Hi. So I wrote some code as I thought fit and I am going for client-side privacy, i.e. assuming a trusted aggregator. So what I did is I created two copies of the base model, each with its own optimizer and dataloader. I then passed each (model, optimizer, dataloader) trio through the make_private_with_epsilon function and saved the privatized outputs as .pth files for future use.

I am not using Flower or any such aggregator for enforcing DP. What I do is I load each saved model one after another, run each for a few local epochs and save the trained model and optimizer states back to .pth files. After both models have finished running for a few local epochs, I average their weights as per vanilla Federated Averaging. and initialize both models with these averaged weights at the start of the next global epoch.

However, I have one minor issue - after training for a fixed number of local epochs and before federated averaging, I am attempting to check how much privacy budget has been spent per model using the get_epsilon function (my delta value is 1e-5 and epsilon is 1.0) but every time, I am getting 0 as the output. Is this normal or is there something wrong with my pipeline?

This doesn’t sound right. After applying at least one step you should get a non-zero epsilon. Could you share a code snippet for us to investigate this? Make sure you use the optimizer returned from the make_private() call.

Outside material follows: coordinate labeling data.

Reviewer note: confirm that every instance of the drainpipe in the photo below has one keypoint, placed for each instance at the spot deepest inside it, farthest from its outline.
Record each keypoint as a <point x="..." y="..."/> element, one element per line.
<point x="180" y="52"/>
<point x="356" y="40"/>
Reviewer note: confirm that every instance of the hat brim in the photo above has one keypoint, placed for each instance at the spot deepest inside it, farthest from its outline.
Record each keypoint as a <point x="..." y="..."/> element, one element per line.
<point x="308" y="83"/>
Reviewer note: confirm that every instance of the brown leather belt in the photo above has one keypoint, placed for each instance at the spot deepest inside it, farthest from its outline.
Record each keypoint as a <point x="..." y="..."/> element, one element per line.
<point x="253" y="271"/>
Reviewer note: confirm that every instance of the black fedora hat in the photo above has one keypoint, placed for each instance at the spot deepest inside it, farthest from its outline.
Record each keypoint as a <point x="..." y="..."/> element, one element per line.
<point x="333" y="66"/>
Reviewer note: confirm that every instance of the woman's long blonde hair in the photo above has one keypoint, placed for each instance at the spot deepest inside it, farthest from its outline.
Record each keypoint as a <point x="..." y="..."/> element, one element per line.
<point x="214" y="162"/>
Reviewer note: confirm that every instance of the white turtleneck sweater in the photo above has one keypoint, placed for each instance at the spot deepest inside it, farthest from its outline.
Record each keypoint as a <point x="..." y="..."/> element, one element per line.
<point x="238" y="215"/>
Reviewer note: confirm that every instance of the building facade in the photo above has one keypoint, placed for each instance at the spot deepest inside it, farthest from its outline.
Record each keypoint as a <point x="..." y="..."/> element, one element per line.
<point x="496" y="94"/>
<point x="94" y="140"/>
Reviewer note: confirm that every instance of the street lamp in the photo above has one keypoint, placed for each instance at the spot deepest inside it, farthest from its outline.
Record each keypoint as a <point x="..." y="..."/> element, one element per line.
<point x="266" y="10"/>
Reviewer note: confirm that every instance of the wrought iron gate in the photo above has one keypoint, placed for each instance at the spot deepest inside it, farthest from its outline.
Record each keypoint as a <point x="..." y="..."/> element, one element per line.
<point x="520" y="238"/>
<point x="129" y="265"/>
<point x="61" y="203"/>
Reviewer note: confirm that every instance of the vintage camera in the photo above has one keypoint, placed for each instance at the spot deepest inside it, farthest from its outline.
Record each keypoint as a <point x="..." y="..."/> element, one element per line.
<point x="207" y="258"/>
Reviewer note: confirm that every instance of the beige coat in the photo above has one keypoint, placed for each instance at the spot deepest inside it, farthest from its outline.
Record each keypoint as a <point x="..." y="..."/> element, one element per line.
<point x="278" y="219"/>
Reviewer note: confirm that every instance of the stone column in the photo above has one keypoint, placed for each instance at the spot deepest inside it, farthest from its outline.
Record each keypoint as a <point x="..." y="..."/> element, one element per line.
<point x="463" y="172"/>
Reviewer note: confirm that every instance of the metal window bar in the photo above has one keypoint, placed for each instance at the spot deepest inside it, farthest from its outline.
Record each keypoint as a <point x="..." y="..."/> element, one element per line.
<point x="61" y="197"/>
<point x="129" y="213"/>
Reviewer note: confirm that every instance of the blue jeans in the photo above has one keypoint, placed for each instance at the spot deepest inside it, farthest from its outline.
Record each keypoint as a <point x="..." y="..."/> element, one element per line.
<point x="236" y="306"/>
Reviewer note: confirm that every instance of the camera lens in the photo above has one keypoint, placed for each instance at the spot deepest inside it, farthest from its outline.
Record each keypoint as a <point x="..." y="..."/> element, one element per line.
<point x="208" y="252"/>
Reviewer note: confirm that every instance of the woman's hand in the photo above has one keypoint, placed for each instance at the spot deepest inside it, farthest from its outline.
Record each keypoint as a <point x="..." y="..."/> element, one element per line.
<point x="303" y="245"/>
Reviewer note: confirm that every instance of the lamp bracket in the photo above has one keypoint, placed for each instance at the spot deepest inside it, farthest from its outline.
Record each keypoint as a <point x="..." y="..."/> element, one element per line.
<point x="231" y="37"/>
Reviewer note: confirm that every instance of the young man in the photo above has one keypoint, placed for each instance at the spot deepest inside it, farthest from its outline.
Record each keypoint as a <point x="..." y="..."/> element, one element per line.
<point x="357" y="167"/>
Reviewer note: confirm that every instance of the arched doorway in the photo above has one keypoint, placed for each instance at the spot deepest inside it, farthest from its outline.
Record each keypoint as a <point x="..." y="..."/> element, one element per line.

unet = ModuleValidator.fix(unet).to(device)
optimizer = torch.optim.Adam(unet.parameters(), lr=0.0005)

PRIVACY_PARAMS = {
    'target_delta': 1e-5,
    'noise_multiplier': 0.4,
    'max_grad_norm': 1.2
}

privacy_engine = PrivacyEngine()
PE = {}
if not os.path.exists('basemodels/basemodel-u1.pth'):
    for cid in range(num_users):
        PE[cid] = privacy_engine.make_private_with_epsilon(
            module = copy.deepcopy(unet),
            data_loader = trainloader[cid],
            optimizer = copy.deepcopy(optimizer),
            epochs = global_epochs * local_epochs,
            target_epsilon = 1.0,
            batch_first = True,
            target_delta = PRIVACY_PARAMS['target_delta'],
            max_grad_norm = PRIVACY_PARAMS['max_grad_norm'],
            # noise_multiplier = PRIVACY_PARAMS['noise_multiplier']
        )
        torch.save({'model_state_dict':PE[cid][0].state_dict(), 'optimizer_state_dict':PE[cid][1].state_dict()}, f'basemodels/basemodel-u{cid+1}.pth')
        trainloader[cid] = PE[cid][2]

So here, the models and optimizers reside within the dictionary PE and the dataloaders are in a separate dictionary. @Peter_Romov

Hi mate, thanks for mention this, do you have a tutorial about how to average these pth files?like you mentioned saving trained model and to .pth files and do something like federated average. I’m looking the anwers for doing this because sometimes flower is un stable.